A structure theorem for irreducible open graph 3-manifolds
Sylvain Maillot
TL;DR
The paper extends the theory of graph manifolds to irreducible open (noncompact) 3-manifolds and proves a structure theorem: any such manifold that does not admit an exhaustion by solid tori has a canonical reduced decomposition along embedded incompressible 2-tori $T^2$, with Seifert-fibered pieces that cannot be merged further. A key novelty is the treatment of noncompact settings, including generalized Seifert fibrations and base orbifolds of finite type, enabling a robust reduction to incompressible tori and a well-defined decomposition. The authors also establish a uniqueness result: two reduced graph structures on the same manifold are ambient isotopic, via an explicit sequence of isotopies that preserve the Seifert fiberings on pieces.
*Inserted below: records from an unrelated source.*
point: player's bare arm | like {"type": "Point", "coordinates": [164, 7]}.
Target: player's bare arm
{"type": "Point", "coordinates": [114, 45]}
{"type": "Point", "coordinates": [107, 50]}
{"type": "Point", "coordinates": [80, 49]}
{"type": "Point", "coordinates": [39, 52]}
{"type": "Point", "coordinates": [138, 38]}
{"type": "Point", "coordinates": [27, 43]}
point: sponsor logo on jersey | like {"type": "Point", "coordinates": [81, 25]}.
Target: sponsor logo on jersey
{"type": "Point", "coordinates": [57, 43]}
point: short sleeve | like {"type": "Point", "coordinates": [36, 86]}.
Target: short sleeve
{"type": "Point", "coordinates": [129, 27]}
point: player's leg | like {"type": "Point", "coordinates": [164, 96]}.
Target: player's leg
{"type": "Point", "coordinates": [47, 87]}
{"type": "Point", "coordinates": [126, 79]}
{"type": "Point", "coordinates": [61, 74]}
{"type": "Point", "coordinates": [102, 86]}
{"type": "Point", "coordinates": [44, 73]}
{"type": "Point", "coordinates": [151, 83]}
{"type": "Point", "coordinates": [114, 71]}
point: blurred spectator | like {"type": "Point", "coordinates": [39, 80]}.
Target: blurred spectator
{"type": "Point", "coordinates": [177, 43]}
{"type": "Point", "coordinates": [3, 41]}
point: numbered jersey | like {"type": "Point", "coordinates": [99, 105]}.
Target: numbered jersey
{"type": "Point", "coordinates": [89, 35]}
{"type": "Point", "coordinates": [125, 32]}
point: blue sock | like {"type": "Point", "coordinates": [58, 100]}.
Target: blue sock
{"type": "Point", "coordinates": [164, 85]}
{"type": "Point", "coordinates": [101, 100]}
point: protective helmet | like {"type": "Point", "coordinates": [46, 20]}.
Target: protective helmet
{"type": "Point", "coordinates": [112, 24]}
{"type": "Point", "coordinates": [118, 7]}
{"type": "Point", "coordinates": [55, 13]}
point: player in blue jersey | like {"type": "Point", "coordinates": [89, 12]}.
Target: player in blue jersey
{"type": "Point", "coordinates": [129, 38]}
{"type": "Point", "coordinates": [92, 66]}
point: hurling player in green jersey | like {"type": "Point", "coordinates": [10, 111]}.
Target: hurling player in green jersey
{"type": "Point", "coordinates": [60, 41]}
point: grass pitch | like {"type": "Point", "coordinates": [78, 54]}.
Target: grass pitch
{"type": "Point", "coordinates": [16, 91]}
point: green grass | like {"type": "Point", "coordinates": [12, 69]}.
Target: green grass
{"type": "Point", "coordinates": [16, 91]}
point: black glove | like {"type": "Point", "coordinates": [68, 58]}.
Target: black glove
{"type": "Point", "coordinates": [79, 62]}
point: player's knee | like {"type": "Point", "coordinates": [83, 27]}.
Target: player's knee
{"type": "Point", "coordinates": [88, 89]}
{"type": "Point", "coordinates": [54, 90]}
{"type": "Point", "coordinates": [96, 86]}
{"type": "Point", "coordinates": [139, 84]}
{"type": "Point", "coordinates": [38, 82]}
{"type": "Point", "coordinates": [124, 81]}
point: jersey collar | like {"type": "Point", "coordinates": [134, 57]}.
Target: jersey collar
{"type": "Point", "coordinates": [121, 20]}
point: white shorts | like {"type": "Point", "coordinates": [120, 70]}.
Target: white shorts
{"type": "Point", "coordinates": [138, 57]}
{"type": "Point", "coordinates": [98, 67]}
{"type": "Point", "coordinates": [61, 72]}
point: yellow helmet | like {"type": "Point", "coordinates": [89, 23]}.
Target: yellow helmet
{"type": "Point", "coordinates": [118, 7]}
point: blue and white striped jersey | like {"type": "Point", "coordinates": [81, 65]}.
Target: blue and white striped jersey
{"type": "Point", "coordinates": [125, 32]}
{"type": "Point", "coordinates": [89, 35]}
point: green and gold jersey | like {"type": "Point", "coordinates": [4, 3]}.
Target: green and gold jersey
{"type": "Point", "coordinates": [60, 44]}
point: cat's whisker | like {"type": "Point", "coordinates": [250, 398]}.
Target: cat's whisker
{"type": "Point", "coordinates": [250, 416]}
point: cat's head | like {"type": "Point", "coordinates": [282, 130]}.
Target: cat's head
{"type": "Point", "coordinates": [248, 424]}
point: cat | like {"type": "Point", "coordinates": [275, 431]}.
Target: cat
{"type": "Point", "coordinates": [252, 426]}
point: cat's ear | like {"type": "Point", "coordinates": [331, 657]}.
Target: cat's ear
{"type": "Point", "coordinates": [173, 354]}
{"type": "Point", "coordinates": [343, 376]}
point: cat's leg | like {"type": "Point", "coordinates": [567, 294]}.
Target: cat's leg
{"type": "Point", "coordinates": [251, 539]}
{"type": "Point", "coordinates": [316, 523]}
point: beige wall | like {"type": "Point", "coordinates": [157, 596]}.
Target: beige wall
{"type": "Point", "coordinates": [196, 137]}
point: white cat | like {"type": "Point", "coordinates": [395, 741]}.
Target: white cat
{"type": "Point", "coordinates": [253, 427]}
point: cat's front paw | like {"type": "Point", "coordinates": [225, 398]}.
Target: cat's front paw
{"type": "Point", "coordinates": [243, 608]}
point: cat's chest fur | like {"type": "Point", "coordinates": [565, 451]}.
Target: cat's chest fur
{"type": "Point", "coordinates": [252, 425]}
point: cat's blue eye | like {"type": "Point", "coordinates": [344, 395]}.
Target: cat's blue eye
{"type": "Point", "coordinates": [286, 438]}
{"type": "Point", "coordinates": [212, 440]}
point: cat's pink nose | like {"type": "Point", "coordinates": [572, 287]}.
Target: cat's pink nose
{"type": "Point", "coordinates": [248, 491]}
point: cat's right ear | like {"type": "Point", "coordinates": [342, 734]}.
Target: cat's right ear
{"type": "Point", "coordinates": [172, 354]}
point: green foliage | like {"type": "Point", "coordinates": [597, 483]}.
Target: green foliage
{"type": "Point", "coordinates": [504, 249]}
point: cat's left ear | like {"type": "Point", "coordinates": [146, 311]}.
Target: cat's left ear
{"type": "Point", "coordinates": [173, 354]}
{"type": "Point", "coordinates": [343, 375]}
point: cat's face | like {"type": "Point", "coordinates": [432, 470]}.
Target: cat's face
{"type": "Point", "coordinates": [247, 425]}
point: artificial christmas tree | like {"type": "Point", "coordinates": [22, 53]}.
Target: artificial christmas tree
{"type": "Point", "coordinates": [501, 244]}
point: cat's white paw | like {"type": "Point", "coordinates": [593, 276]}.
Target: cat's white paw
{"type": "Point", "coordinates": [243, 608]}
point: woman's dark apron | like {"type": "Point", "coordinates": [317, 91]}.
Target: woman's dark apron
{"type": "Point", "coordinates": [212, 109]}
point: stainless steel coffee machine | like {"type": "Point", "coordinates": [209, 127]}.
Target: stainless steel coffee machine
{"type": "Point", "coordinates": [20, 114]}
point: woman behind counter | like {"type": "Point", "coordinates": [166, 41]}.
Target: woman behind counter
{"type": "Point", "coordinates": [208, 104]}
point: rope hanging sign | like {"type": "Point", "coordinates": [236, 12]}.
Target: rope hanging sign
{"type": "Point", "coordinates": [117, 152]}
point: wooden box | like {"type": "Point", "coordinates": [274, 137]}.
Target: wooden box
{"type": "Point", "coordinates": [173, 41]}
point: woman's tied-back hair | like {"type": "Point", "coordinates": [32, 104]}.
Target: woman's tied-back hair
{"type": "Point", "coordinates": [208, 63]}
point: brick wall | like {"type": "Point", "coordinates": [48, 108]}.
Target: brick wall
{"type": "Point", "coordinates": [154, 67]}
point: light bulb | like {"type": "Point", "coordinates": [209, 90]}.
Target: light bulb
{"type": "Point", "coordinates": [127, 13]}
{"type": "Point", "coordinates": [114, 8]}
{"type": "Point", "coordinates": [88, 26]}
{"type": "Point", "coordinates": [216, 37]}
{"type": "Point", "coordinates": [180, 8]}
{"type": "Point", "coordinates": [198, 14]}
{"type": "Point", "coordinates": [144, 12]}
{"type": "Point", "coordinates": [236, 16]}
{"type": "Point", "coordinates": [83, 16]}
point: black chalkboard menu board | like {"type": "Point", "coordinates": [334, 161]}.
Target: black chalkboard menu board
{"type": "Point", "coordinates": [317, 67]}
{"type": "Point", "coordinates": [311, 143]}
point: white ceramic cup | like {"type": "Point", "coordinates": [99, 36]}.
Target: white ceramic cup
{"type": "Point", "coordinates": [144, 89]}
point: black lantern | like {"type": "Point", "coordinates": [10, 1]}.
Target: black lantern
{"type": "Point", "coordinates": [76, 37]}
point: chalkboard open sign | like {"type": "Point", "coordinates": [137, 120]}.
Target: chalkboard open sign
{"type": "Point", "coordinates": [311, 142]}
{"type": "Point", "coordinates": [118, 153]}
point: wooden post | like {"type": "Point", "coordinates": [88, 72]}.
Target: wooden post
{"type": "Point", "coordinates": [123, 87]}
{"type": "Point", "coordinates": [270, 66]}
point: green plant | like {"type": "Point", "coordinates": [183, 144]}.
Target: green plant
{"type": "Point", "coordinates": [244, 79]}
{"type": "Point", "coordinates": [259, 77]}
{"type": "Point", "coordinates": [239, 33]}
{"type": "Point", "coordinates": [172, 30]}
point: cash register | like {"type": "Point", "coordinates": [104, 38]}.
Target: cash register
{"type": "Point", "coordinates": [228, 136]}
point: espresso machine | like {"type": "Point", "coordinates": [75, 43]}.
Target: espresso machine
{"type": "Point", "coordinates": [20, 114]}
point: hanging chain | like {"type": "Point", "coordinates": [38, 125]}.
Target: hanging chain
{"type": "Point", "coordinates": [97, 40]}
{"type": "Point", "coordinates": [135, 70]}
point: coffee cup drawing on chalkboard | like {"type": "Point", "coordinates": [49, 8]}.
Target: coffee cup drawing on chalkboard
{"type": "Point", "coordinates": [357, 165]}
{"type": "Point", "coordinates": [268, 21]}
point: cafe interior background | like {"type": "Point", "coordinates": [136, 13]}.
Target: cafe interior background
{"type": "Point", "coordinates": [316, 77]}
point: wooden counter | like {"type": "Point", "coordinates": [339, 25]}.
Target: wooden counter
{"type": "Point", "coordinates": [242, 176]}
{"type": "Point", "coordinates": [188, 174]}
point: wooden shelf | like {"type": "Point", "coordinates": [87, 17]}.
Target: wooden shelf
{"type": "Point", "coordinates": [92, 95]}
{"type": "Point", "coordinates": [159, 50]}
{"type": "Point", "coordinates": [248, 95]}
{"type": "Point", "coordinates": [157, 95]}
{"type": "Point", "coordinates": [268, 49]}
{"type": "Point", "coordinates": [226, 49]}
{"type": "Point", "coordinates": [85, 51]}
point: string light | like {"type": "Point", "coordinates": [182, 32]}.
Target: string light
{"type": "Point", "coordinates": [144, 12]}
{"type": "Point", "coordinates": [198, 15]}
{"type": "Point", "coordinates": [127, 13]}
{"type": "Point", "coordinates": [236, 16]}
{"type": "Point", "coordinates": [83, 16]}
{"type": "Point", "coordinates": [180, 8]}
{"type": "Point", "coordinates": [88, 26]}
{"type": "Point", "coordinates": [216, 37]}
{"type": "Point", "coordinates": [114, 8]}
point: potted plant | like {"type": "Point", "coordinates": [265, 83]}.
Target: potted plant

Together, these results offer a principled classification mechanism for irreducible open graph 3-manifolds that excludes exhaustion by solid tori, connecting geometric decomposition with Seifert fibration theory in the noncompact regime.
Abstract
Graph manifolds are a class of compact, orientable 3-manifolds introduced in 1967 by Waldhausen as a generalization of Seifert fibered 3-manifolds. From the point of view of Thurston's geometrization program, graph manifolds are exactly the compact, orientable 3-manifolds without any hyperbolic piece in their geometric decomposition. In this article we consider a generalization of the notion of graph manifold that includes some noncompact 3-manifolds. We prove a structure theorem for irreducible open graph manifolds in the form of a canonical 'reduced' decomposition along embedded, incompressible 2-tori.